The value of farmland across Canada for the first six months of 2024 increased by 5.5 per cent.
That’s according to a mid-year farmland values review done by Farm Credit Canada, which cited elevated borrowing costs and lower commodity prices as factors.
FCC says over the last 12 months from July 2023 to June 2024 there was a 9.6 per cent increase in values, which is a slower rate compared to the previous 12 month period of January to December 2023.
Saskatchewan had the largest average increase in the first half of this year among the provinces at 7.4 per cent. Comparing the other prairie provinces, farmland values in B.C. increased 4.6 per cent, Manitoba had a growth rate of 3.9 per cent, and Alberta at 5 per cent.
FCC believes the increased prices of farmland won’t deter buyers. Looking ahead, FCC expects declining borrowing costs and a limited supply of available farmland should sustain the current high prices for farmland.
“The continued rise in farmland values highlights a positive and robust long-term outlook for the agriculture sector. As we move into the latter half of 2024, the trends in farm revenues and interest rates will be key indicators of where farmland values might head next,” said FCC Chief Economist J.P. Gervais.

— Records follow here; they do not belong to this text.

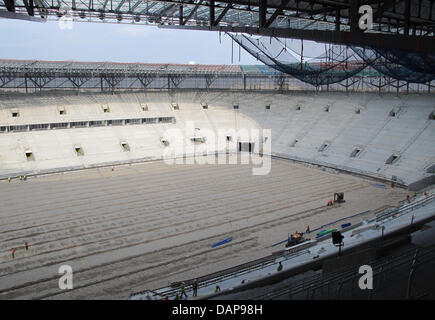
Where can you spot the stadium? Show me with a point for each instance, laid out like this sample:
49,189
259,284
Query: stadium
151,179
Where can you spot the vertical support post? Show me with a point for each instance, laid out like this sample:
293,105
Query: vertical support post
212,13
411,275
407,15
262,13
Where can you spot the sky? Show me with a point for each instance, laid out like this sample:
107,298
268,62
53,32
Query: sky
115,42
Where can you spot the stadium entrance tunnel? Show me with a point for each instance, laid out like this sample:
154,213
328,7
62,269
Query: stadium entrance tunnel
246,147
79,150
356,152
29,155
392,159
125,146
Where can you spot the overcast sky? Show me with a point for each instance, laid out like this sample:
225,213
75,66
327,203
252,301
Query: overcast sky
114,42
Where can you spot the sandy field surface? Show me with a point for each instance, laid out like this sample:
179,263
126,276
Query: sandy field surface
145,225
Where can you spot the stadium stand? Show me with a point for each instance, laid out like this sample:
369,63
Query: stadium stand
380,136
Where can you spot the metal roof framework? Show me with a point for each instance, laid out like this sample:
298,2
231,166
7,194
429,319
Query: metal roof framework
111,76
401,24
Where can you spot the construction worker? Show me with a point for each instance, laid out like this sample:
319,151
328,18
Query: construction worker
183,291
195,288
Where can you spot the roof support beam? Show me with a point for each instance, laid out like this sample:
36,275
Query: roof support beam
277,12
380,40
29,7
222,15
10,5
192,13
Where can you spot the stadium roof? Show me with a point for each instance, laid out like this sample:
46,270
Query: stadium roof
400,24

Gervais noted that farm cash receipts are projected to decline this year by 3.3 per cent “as commodity prices show few signs of a quick rebound, possibly limiting farmers’ willingness and capacity to assign higher valuations to farmland.”
“Understanding economic and financial trends is essential for making informed decisions. FCC is committed to providing the industry with data-driven insights that can help producers and investors navigate the current economic headwinds,” added Gervais.